GENETIC MAPPING TECHNIQUES
Genomes are sequenced by making libraries of genomic DNA segments and then sequencing each of the segments. These stretches must then be compiled into the final sequence. To structure the sequence data into a draft genome, the Human Genome Project started by compiling a working genome map. Genome maps provide various landmarks for use when putting together sequence data. There are two different categories for genome maps, genetic maps and physical maps. Genetic maps are based on the relative order of genetic markers, but the actual distance between the markers is hard to determine. Physical maps are more precise and give the distance between markers in base pairs.
Traditional genetic maps are based on the recombination frequency between genes.
In eukaryotic cells, recombination occurs between homologous pairs of chromosomes during meiosis. If two genes are close together on the same chromosome, recombination between them will be rare. If the two genes are located far apart on the same chromosome, recombination is relatively frequent. Early genetic maps were based on measuring recombination frequencies between genes.
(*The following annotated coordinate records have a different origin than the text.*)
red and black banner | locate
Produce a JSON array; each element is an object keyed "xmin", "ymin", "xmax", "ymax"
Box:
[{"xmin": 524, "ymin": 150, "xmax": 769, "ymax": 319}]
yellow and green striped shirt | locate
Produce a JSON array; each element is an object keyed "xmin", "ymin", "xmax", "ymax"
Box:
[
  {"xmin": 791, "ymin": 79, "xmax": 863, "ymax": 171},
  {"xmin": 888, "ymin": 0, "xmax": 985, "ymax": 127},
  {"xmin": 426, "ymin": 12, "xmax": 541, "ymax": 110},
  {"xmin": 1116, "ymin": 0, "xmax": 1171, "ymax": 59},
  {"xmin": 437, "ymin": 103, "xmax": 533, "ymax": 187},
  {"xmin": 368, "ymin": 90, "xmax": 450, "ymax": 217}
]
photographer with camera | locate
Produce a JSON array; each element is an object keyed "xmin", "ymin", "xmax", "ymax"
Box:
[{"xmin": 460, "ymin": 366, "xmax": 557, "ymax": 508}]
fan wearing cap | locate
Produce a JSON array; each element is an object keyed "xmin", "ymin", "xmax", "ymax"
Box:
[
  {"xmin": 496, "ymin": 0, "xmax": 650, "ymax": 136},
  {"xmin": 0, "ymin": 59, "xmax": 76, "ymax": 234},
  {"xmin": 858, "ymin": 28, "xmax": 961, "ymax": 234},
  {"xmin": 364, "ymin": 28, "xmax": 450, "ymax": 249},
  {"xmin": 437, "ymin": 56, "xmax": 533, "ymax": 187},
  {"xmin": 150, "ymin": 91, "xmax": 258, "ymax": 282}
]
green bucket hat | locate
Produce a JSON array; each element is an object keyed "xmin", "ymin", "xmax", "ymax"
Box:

Genetic maps are based on landmarks called genetic markers. Many different types of markers can be used. The order of these markers is determined by how often the two markers are found in offspring. The most useful markers are genes, but often in large genomes, genuine genes are too few and far between to give a good map. Genes that encode specific traits are wonderful markers in organisms such as Drosophila because mating can be controlled and directed. After mating many different flies, the number of flies with both markers can be determined. The more often the markers appear together in the offspring, the closer these are in the genome. In humans, deliberate mating experiments are unethical. Moreover, the human genome contains only a few percent of coding DNA; thus, using real genes does not produce enough points on the map. A sparse map makes it difficult to order the sequences obtained in the genome sequencing project. Therefore, other markers, including physical markers, are also used on genomic maps.
An example of a physical marker is the RFLP, or restriction fragment length polymorphism. RFLPs are commonly used because of the ease of identification. For small genomes such as yeast, monitoring the frequency of recombination between two RFLP markers is easy. Diploid yeast cells undergo meiosis and form four haploid cells called a tetrad. Each of these haploid cells can be isolated, grown into many identical clones, and examined individually. Thus each RFLP marker can be followed easily from one generation to the next. In humans, following such markers is more challenging, but studies on groups of closely related people, such as large families or small cultures like the Amish, have allowed some RFLPs to be followed in this manner (Fig. 8.1).
Another marker used for making genetic maps is the VNTR, or variable number tandem repeat (Fig. 8.2). These sequence anomalies occur naturally in the genome and consist of tandem repeats of 9 to 80 base pairs in length. The number of repeats differs from one person to the next; therefore, these can be used as specific markers on a genetic map. They can also be used to identify individuals in forensic medicine or paternity testing. Some repeats are found in many different locations throughout the genome and cannot be used for making genetic maps, but other repeat sequences are found only in one unique location.
A third type of marker is the microsatellite polymorphism, which is also a tandem repeat. However, unlike VNTRs, microsatellite polymorphisms are repeats of 2 to 5 base pairs in length, and usually consist of cytosine and adenosine.
A fourth type of genetic marker used in mapping is the SNP (pronounced “snip”), or single nucleotide polymorphism (Fig. 8.3). SNPs are individual substitutions of a single nucleotide that do not affect the length of the DNA sequence. These changes can be found within genes, in regulatory regions, or in noncoding DNA. When found within the coding regions of genes SNPs may alter the amino acid sequence of the protein. This in turn may affect protein function. If a SNP correlates with a genetic disease, identifying that SNP may diagnose the disease before symptoms appear. When a SNP falls within a restriction enzyme site, it coincides with an RFLP.